Configure hdfs-site.xml

<?xml version="1.0" encoding="UTF-8"?>
<?xml-stylesheet type="text/xsl" href="configuration.xsl"?>

<configuration>
<!-- nn web access address -->
<property>
        <name>dfs.namenode.http-address</name>
        <value>master:9870</value>
    </property>
<!-- 2nn web access address -->
    <property>
        <name>dfs.namenode.secondary.http-address</name>
        <value>slave1:9868</value>
    </property>
</configuration>

Configure yarn-site.xml

<?xml version="1.0" encoding="UTF-8"?>
<?xml-stylesheet type="text/xsl" href="configuration.xsl"?>

<configuration>
    <!-- Specify MR to perform shuffle -->
    <property>
        <name>yarn.nodemanager.aux-services</name>
        <value>mapreduce_shuffle</value>
    </property>

    <!-- Specify the address of ResourceManager -->
    <property>
        <name>yarn.resourcemanager.hostname</name>
        <value>slave2</value>
    </property>

</configuration>

Configure mapred-site.xml

<?xml version="1.0" encoding="UTF-8"?>
<?xml-stylesheet type="text/xsl" href="configuration.xsl"?>

<configuration>
        <!-- Specify the MapReduce program to run on Yarn -->
    <property>
        <name>mapreduce.framework.name</name>
        <value>yarn</value>
    </property>
</configuration>

Synchronize configuration files to other hosts

xsync $HADOOP_HOME/etc/hadoop/

Log in to other hosts to check whether the configuration file is synchronized successfully.

Start the cluster

Configure workers

vim $HADOOP_HOME/etc/hadoop/workers

Add content

master
slave56
slave58

There can be no blank lines and no spaces at the end of the line.

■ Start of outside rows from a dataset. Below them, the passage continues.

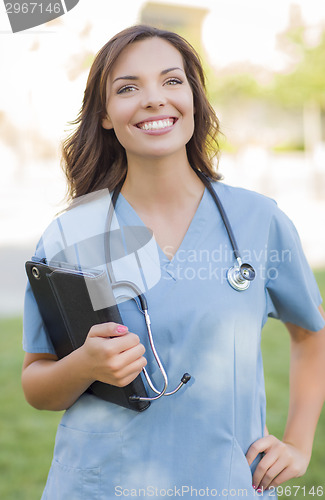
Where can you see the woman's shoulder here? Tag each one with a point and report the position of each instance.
(83, 219)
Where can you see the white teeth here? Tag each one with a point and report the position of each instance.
(156, 125)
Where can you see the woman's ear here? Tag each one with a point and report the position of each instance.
(106, 123)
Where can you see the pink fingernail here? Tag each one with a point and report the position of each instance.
(122, 329)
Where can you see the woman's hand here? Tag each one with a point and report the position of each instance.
(112, 354)
(281, 462)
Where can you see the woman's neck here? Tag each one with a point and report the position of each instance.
(158, 184)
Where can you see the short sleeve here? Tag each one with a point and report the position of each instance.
(292, 292)
(35, 337)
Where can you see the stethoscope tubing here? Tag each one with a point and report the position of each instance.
(239, 277)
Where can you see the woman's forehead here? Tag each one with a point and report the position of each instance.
(153, 53)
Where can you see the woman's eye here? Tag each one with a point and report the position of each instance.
(126, 89)
(174, 81)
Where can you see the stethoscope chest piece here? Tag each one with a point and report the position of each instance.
(240, 276)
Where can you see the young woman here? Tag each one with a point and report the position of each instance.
(146, 126)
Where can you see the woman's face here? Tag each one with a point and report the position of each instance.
(150, 101)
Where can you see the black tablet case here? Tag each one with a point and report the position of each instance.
(65, 306)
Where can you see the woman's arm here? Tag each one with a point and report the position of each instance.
(290, 457)
(110, 354)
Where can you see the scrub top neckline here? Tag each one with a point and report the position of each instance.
(191, 235)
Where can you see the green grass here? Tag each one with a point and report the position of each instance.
(27, 435)
(275, 348)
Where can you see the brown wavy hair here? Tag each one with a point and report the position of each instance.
(93, 158)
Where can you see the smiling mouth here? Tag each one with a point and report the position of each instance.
(157, 124)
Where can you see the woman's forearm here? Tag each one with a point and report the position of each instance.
(55, 385)
(307, 387)
(110, 354)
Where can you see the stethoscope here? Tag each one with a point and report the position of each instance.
(239, 277)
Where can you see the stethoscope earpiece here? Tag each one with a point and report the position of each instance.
(240, 276)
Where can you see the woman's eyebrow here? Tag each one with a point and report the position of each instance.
(130, 77)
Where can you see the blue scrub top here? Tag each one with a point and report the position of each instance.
(193, 443)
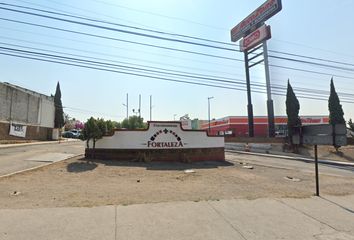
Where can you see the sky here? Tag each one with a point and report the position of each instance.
(322, 31)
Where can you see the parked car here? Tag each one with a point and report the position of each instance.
(74, 133)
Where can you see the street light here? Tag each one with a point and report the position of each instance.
(209, 111)
(127, 106)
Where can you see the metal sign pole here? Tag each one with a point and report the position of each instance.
(270, 108)
(316, 170)
(249, 106)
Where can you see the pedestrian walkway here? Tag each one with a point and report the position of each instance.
(312, 218)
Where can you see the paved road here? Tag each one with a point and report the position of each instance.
(312, 218)
(13, 159)
(289, 164)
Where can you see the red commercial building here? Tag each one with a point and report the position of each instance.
(238, 126)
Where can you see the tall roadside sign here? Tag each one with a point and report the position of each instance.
(255, 19)
(254, 32)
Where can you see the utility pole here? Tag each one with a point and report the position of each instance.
(127, 107)
(249, 99)
(139, 105)
(270, 107)
(209, 111)
(150, 107)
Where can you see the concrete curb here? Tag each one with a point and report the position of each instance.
(39, 166)
(323, 161)
(37, 143)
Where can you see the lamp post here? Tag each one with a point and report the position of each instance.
(209, 111)
(127, 106)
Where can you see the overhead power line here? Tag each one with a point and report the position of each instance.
(155, 31)
(107, 67)
(161, 47)
(141, 67)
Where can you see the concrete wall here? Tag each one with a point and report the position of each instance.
(32, 133)
(159, 135)
(26, 107)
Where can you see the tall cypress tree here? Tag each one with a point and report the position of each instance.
(59, 113)
(292, 110)
(335, 108)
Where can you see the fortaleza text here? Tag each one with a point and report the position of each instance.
(164, 144)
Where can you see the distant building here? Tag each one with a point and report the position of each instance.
(238, 126)
(25, 114)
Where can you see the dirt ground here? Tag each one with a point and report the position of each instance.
(81, 183)
(345, 154)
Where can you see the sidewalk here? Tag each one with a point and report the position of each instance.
(312, 218)
(38, 143)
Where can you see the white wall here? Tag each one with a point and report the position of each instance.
(47, 113)
(142, 139)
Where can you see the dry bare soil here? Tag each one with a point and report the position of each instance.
(81, 183)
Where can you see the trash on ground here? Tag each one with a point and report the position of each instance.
(292, 179)
(15, 193)
(248, 166)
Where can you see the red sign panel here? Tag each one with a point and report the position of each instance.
(261, 14)
(255, 38)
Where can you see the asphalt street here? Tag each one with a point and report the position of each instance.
(285, 163)
(22, 157)
(316, 218)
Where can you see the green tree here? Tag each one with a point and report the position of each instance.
(112, 125)
(336, 114)
(351, 124)
(59, 113)
(292, 111)
(93, 131)
(134, 122)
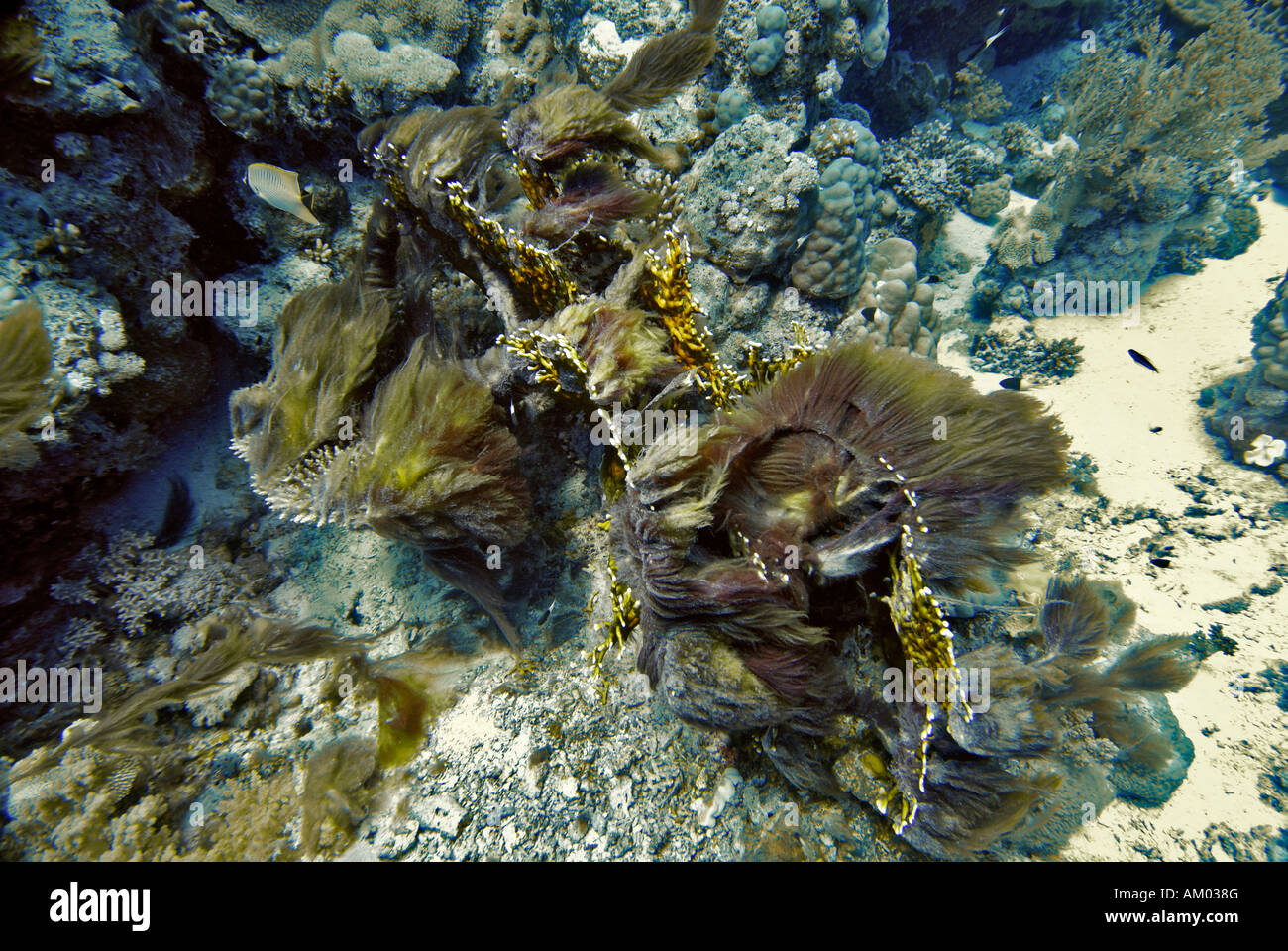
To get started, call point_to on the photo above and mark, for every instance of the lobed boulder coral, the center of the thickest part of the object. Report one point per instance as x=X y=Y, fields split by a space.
x=831 y=261
x=896 y=307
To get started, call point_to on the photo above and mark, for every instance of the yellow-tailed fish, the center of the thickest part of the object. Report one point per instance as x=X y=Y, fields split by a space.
x=279 y=188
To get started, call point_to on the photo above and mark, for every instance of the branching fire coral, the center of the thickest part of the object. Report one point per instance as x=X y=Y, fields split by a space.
x=825 y=523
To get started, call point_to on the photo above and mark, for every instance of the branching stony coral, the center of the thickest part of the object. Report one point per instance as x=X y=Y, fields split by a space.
x=816 y=531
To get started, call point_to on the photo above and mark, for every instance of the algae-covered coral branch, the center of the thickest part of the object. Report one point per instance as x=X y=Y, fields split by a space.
x=25 y=363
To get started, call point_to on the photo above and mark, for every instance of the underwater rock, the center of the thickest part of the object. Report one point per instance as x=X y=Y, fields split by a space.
x=1249 y=412
x=752 y=196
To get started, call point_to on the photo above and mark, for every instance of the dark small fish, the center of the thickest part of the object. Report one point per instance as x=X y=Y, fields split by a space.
x=1142 y=360
x=178 y=514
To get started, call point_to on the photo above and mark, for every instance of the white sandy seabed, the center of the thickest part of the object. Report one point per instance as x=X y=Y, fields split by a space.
x=1197 y=330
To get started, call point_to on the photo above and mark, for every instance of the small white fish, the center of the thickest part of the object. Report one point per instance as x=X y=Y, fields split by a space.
x=279 y=188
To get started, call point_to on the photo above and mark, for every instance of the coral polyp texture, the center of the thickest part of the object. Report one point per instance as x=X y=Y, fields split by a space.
x=567 y=431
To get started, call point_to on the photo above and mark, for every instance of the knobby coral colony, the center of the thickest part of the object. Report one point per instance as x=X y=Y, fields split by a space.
x=739 y=553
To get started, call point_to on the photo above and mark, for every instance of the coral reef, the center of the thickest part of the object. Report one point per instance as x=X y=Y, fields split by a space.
x=1025 y=355
x=629 y=339
x=1248 y=414
x=755 y=204
x=831 y=261
x=896 y=307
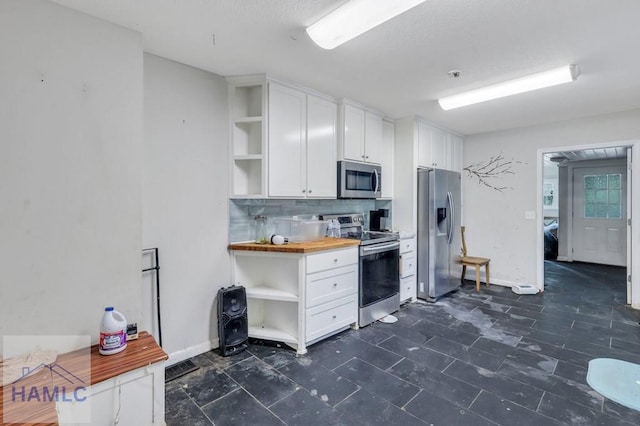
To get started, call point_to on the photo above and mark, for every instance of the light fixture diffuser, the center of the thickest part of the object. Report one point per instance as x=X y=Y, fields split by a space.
x=553 y=77
x=354 y=18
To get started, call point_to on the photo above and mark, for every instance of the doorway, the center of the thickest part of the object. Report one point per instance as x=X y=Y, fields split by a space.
x=585 y=201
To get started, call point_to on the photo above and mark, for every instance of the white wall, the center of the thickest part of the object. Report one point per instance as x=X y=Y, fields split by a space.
x=496 y=224
x=70 y=147
x=185 y=197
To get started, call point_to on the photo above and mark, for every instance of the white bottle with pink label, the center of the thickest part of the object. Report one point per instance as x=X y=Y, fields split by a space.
x=113 y=332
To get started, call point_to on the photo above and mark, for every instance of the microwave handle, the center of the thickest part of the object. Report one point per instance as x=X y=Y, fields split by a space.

Synchronize files to other hosts

xsync $HADOOP_HOME/etc

Start the cluster

If it is the first time to start, you need to perform formatting on the NameNode node now.

#Execute on the NameNode node, that is, hadoop1
hdfs namenode -format

Note: Formatting the NameNode will generate a new cluster ID, causing the cluster IDs of the NameNode and DataNode to be inconsistent, and the cluster cannot find past data. If the cluster reports an error during operation and needs to reformat the NameNode, be sure to stop the namenode and datanode processes first, and delete the $HADOOP_HOME/data and $HADOOP_HOME/logs directories of all machines before formatting.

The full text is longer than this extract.